Bernard stopt teveel tijd in zijn werk, waardoor belangrijke momenten met zijn vrouw en dochter herhaaldelijk aan hem voorbij gaan. Nadat hij niet is komen opdagen voor de verjaardag van zijn kind is zijn echtgenote het beu en vertrekt. Alleen achtergebleven in hun New Yorkse appartement wrijft Bernard over een antiek doosje en verschijnt plots een geest die al zijn wensen belooft te vervullen. Daar gaat Bernard flink gebruik van maken, maar denkt niet na over de consequenties.
Er is een reden dat het voelt alsof er weinig energie in deze productie is gestoken. In de Verenigde Staten is hij gemaakt voor een streamingsdienst die hier niet beschikbaar is. Amerikanen kijken hem op tv, Nederlanders zullen naar het grote doek moeten. En alleen wij, want andere Europese landen toonden geen interesse.
Best jammer, want Genie is helemaal geen slechte film als je enkele technische aspecten buiten beschouwing laat.
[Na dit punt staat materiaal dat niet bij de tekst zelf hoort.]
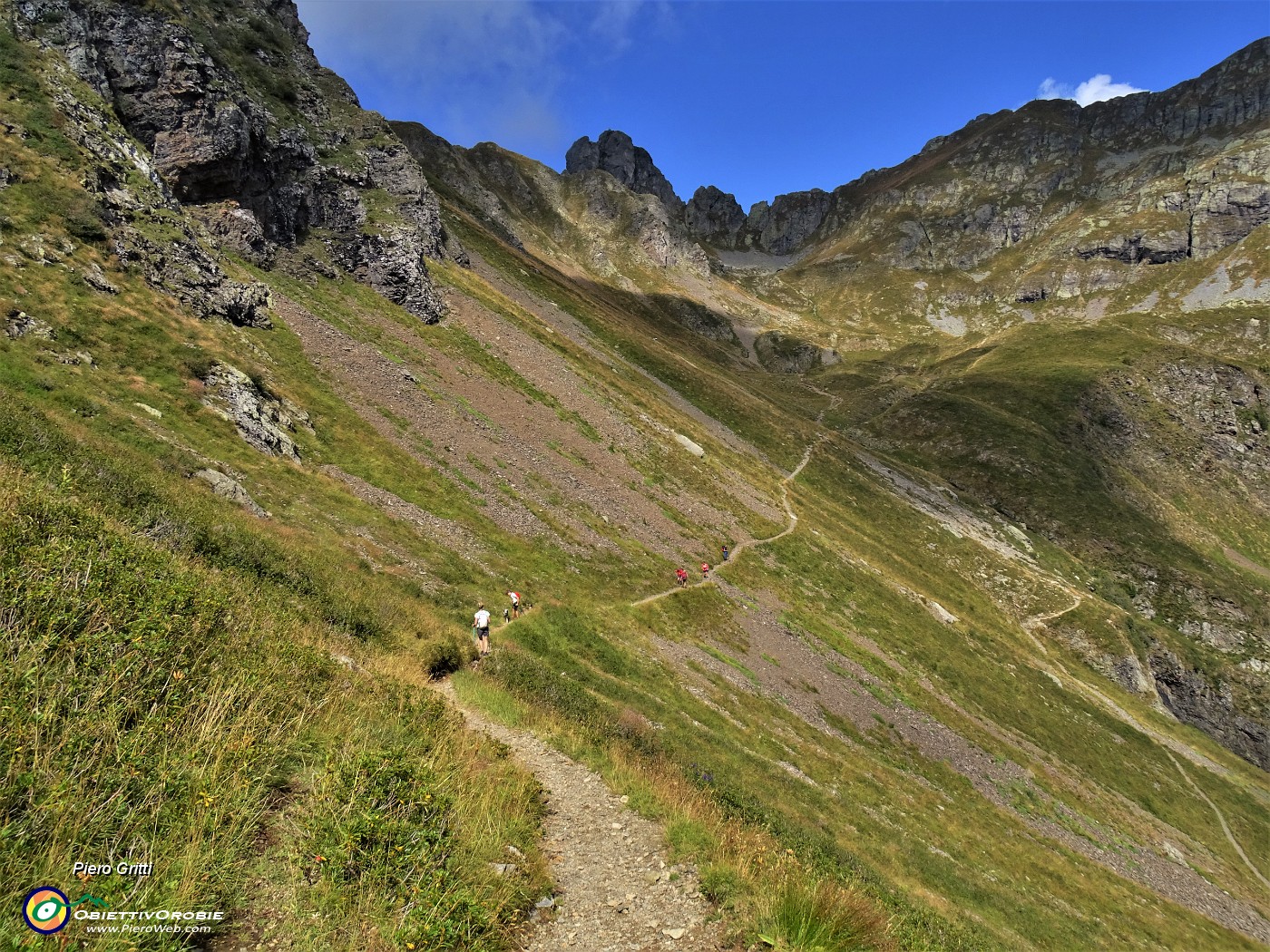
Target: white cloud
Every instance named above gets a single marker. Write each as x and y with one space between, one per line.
1095 89
470 69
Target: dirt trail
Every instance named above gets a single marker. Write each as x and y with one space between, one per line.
616 888
790 516
1221 819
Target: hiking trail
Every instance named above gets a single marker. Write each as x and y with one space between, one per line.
791 517
616 889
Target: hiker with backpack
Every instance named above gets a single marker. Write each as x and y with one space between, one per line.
480 628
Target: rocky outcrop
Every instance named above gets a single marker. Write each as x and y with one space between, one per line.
787 222
783 353
183 268
264 421
616 154
230 489
715 218
19 324
241 123
1194 701
1140 248
1196 156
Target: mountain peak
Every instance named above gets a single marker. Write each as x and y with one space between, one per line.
631 165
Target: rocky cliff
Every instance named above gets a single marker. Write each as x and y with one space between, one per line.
632 167
1175 174
247 131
Neem de cinematografie bijvoorbeeld. De studio zag kennelijk geen reden om begaafde cameramensen in te huren. Iemand zoals Martin Scorsese zorgt dat het ook op Netflix visueel smullen is, maar de meeste filmmakers zien streamingdiensten niet als plek voor mooie plaatjes.
De muziek klinkt als die van zo'n goedkope televisiekerstfilm. Wanneer Bernard met de geest op de bank zit om uitleg te krijgen over wensen doen, klinkt een sullig deuntje dat uit een goedkope komedie uit de jaren negentig afkomstig lijkt. Sowieso wordt muzikaal te hard getracht een kerstsfeer op te roepen middels knipogen naar melodieën uit bekende kerstliedjes.
Het speelt zich weliswaar af tijdens kerst, maar het draait om Bernard, zijn gezin en de geest. Die laatste wordt gespeeld door Melissa McCarthy - een andere reden waarom het resultaat beter had kunnen zijn. McCarthy kan hilarisch zij, maar daarvoor zijn twee dingen nodig: goed geschreven grappen en zo min mogelijk improvisatie. Wat dat laatste betreft laat ze zich graag gaan, maar haar zelfbedachte opmerkingen zijn nooit ijzersterk geweest en haar stijl is inmiddels wat sleets.
Wat op script staat laat ze echter schitteren, zoals het commentaar van geest Flora op de moderne wereld. Aangezien ze tweeduizend jaar in een doosje zat, is de hedendaagse cultuur een en al wonder voor haar. McCarthy reageert er overtuigend, charmant en vaak ook letterlijk op, wat geregeld goed is voor een lach. De logica laat wel sterk te wensen over, want op heel veel dingen reageert ze niet en ze heeft een hedendaagse spreektaal.
Onbegrijpelijk in Curtis' scenario is het gebrek aan begrip voor het hoofdpersonage. Bernard ziet niet wat anderen nodig hebben. Zijn vrouw en kind is hij al kwijt. Maar Flora laat ook doorschemeren dat ze af en toe liever iets anders doet dan aan zijn zijde staan en wensen vervullen. Bernard merkt het niet op, maar hier wordt amper iets mee gedaan. Het doet veel goed voor de sympathie voor zijn personage.
Het duurt lang voordat de consequenties van de wensen om de hoek komen. Dan wordt het spannend, maar het is vrij snel en makkelijk opgelost. Maar de grootste makke is het einde. Flora geeft aan dat de regels niet helemaal zijn zoals ze eerder waren, wat op schandalig simpele wijze de deur opent voor een flauwe oplossing. En wat is toch dat religieuze toontje de hele tijd?
Gelukkig is het geheel vermakelijk genoeg. Melissa McCarthy voelt eerder als een magische peetmoeder dan een geest uit een fles, maar ze is hoe dan ook grappig en hartverwarmend. Vergeleken met de goedkope kersttroep die de streamingsdiensten overspoelt is dit een meesterwerk. En dat rechtvaardigt een bioscooprelease dan weer wel.